Preparing for possible conflict with Iran is very much on the minds of the Arab leaders Trump just met. The arms sales to Saudi Arabia announced during the visit only get them so far. Arms sales alone don’t constitute a strategy against Iran because its preferred tactics rest on terrorism and nuclear intimidation. Conventional forces won’t deter asymmetrical threats, and with Iran’s nuclear capability ever nearer, even more forceful US (or Israeli) action may be required.

In Sunni Arab terms today, the combined threats from Iran and radical Islamic terrorism align their national interests with Israel in ways previously unimaginable (as symbolized by Trump’s very itinerary, travelling from Saudi Arabia to Israel). This convergence has already encouraged Prime Minister Benjamin Netanyahu and others to believe that the “outside” influence of the Arab states may finally persuade the Palestinian Authority to get serious about peace negotiations with Israel.

Of course, Iran sees the same constellation forming, and will doubtless increase its financial, political and military support for Hamas to ensure that it fails. Iranian assistance to terrorists has always had a remarkable equal-opportunity component, aiding Sunni and Shiite terrorists alike, whatever advances Iran’s geopolitical influence. In this and other national-security issues, Iran’s presidential “election” Friday makes little real difference. Supreme authority still rests with the supreme leader, not the elected president.

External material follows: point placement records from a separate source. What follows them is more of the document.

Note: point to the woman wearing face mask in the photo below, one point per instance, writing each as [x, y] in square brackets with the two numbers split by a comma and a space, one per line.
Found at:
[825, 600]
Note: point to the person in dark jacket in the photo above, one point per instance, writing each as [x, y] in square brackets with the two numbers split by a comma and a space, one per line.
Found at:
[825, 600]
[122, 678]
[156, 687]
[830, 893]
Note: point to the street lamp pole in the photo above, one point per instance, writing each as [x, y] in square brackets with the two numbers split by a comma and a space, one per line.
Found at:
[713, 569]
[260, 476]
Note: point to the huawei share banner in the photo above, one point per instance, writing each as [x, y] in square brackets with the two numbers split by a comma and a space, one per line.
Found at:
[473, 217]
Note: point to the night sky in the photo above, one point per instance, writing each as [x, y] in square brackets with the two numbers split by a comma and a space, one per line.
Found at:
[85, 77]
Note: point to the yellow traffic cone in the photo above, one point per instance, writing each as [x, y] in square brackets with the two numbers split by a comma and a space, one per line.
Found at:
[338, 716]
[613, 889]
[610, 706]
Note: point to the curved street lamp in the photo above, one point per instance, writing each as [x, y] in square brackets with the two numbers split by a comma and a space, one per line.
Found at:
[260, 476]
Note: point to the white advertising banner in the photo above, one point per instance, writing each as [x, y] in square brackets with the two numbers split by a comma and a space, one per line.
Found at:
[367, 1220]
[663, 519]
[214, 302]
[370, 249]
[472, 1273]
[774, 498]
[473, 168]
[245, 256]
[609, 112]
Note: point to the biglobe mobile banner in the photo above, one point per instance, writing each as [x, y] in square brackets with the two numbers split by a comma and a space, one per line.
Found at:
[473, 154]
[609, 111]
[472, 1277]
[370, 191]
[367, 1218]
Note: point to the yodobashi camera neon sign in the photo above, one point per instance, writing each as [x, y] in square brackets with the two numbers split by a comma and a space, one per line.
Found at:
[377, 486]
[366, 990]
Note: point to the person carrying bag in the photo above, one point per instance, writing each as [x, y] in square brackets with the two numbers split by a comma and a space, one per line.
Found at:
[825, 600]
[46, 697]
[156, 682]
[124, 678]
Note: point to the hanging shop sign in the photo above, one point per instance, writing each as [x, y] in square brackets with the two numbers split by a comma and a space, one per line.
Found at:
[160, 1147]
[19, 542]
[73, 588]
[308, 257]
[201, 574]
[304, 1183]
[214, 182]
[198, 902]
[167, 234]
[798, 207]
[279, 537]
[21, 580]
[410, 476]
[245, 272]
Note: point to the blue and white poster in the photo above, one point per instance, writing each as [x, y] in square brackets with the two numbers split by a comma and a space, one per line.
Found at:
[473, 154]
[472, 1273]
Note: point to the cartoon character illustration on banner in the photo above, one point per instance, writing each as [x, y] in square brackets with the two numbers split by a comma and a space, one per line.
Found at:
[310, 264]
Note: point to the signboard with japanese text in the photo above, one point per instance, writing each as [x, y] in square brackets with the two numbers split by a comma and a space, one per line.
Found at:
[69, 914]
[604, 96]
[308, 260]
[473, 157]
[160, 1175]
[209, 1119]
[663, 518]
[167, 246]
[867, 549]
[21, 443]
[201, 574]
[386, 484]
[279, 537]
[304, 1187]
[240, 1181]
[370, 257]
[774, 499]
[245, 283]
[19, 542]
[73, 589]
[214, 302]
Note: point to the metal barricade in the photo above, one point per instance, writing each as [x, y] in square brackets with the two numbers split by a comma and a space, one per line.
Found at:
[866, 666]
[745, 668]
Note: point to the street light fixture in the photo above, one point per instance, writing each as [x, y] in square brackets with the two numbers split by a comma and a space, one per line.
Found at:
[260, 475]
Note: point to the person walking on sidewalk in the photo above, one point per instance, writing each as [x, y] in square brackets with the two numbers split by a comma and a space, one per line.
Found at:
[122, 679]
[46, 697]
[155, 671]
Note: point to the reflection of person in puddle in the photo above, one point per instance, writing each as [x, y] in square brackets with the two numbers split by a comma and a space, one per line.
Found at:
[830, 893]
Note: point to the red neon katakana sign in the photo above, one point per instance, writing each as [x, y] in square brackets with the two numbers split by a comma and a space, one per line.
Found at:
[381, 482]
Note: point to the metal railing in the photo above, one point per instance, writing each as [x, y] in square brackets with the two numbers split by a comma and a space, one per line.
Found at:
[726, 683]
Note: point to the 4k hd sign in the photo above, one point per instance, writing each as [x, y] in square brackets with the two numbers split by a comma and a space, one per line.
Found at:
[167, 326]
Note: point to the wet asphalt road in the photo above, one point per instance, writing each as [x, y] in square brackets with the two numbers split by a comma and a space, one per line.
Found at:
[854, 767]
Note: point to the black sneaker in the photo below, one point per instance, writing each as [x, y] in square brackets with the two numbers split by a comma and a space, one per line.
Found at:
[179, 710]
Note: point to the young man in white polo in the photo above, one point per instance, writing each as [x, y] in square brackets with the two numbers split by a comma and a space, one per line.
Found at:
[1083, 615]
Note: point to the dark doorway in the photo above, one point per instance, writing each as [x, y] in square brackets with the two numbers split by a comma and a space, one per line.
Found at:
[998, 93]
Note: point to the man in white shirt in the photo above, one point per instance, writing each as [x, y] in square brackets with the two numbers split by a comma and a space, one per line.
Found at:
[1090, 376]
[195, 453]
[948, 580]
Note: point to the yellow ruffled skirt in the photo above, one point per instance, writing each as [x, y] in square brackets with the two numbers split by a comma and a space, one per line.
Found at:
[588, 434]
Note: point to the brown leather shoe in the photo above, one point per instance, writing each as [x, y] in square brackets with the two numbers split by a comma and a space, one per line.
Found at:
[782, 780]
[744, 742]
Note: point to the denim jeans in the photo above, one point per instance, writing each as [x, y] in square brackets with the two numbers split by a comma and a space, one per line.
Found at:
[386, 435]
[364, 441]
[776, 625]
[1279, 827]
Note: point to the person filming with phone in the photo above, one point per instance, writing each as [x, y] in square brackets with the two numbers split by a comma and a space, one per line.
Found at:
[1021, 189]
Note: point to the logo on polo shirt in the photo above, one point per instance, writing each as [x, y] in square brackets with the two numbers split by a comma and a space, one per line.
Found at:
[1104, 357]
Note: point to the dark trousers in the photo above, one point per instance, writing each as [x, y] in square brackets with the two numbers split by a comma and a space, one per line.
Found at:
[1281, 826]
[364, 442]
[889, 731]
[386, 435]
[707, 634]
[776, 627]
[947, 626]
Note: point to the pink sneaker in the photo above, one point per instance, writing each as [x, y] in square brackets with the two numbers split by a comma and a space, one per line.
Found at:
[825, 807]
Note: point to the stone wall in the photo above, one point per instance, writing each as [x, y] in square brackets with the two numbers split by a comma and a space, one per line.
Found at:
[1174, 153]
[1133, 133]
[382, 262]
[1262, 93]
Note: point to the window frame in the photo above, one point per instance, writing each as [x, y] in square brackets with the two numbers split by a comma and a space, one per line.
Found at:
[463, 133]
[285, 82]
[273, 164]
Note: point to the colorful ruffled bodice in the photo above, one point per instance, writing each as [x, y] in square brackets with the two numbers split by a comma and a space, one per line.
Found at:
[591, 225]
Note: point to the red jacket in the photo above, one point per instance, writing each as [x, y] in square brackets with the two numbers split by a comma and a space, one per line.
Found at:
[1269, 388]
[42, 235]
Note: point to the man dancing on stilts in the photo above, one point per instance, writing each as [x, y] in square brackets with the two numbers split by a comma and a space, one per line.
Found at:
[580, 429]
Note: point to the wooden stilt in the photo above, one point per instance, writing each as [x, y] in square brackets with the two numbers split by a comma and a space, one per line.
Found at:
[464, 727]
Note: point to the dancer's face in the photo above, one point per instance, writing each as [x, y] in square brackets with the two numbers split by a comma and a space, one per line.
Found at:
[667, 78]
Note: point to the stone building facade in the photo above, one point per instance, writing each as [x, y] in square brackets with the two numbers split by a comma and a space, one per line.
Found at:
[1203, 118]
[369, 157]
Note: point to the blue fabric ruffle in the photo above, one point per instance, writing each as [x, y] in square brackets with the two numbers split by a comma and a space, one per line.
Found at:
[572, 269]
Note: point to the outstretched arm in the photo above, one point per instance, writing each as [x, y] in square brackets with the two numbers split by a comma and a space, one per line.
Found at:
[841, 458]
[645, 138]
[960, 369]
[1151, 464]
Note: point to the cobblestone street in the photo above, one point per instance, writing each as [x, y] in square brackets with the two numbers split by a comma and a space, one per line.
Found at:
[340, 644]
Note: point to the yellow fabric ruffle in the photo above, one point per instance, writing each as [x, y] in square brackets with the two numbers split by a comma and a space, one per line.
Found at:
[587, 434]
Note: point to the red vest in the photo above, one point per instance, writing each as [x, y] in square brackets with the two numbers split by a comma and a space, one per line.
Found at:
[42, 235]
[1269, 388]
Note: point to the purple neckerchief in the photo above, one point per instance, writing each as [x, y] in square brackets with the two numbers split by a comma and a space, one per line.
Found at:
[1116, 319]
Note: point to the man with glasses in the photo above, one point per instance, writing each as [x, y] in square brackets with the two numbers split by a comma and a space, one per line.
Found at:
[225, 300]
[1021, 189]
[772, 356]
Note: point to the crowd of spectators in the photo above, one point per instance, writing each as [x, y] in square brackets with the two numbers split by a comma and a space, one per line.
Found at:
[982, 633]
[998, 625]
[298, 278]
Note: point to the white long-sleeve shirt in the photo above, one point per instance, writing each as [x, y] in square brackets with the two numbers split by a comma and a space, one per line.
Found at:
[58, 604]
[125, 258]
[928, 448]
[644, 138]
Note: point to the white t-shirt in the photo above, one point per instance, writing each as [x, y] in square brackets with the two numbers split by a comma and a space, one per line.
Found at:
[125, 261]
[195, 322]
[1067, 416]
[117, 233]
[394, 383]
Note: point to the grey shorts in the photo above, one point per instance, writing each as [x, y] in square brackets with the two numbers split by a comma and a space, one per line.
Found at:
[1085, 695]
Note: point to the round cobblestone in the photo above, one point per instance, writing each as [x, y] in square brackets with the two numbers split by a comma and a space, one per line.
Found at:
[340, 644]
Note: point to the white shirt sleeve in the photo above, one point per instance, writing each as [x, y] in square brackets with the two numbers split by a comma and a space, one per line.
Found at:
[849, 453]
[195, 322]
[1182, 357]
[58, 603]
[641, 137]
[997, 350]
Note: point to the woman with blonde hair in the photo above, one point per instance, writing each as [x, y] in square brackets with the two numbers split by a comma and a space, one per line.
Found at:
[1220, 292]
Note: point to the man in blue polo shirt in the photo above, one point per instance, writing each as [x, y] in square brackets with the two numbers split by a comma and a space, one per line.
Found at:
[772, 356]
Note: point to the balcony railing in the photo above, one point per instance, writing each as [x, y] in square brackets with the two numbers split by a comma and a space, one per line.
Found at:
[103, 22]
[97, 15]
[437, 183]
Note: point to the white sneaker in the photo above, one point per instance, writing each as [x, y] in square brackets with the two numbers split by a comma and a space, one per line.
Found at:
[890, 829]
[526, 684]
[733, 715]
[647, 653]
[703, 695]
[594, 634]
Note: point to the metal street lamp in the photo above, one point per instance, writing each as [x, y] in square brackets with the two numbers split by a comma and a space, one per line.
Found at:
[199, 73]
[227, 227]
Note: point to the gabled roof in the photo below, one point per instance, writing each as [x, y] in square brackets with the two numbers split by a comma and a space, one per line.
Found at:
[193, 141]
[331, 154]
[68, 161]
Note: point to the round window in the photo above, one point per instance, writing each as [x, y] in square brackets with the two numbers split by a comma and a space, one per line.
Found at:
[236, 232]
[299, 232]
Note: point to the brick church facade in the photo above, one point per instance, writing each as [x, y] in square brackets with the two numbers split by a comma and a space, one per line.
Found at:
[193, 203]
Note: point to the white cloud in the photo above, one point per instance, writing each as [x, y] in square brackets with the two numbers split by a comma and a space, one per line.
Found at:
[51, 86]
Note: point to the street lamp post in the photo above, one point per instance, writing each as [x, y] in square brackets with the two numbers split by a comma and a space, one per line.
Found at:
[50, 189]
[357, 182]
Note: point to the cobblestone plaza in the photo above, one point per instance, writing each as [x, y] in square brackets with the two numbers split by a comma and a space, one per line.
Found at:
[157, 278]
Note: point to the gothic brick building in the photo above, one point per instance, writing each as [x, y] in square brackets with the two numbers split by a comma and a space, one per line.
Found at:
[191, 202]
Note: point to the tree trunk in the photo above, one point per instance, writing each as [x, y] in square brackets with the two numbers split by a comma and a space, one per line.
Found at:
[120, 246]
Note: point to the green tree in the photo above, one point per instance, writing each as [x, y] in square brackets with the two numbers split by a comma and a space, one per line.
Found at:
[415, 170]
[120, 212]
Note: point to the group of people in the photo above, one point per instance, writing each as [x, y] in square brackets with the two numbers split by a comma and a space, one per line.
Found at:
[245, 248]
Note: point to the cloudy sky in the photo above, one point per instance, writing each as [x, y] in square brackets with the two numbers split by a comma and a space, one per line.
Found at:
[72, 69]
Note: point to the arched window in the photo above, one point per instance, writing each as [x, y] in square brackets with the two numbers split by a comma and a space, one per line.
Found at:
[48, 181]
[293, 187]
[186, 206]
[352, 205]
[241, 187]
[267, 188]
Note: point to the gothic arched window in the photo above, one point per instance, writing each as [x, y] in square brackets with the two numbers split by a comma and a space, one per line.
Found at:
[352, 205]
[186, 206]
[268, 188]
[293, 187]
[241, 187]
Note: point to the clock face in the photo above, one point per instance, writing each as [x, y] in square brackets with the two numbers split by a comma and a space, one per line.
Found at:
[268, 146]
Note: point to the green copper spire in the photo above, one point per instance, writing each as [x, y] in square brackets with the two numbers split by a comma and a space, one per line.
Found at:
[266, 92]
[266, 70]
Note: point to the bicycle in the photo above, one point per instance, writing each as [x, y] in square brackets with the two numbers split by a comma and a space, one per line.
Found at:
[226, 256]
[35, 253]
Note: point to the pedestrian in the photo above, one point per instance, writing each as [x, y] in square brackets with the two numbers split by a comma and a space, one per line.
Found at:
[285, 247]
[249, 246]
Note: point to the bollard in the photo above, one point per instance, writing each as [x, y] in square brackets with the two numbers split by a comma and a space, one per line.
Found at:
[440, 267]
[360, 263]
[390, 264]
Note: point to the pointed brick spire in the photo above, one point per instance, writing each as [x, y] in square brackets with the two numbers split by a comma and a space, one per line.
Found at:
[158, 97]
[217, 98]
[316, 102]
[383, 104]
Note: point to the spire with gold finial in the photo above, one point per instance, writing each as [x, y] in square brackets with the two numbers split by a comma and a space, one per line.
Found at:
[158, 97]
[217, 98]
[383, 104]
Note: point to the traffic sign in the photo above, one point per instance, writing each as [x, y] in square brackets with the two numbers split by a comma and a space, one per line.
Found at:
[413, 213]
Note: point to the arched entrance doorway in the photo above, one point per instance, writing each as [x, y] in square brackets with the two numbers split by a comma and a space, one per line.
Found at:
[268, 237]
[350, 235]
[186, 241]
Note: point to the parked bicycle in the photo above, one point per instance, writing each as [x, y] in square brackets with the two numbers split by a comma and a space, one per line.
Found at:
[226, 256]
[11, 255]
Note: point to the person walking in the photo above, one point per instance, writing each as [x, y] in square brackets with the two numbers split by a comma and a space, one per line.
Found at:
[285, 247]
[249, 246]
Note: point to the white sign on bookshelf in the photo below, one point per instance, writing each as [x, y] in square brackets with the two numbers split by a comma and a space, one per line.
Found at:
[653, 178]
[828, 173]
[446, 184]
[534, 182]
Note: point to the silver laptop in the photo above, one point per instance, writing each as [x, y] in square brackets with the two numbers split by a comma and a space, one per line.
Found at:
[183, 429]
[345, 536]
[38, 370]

Rhetorically, Trump’s speech brought welcome relief to his Arab audience after eight years of Obama’s blindness to Iranian and terrorist threats. But actions must follow. What he needs to accomplish most urgently is the expedited destruction of the ISIS “caliphate” in Iraq and Syria, followed by concrete steps to eliminate Iran’s nuclear-weapons program, and ultimately the ayatollah’s regime. If such actions follow his words, then his speech will have been a success.

John Bolton is former US ambassador to the United Nations.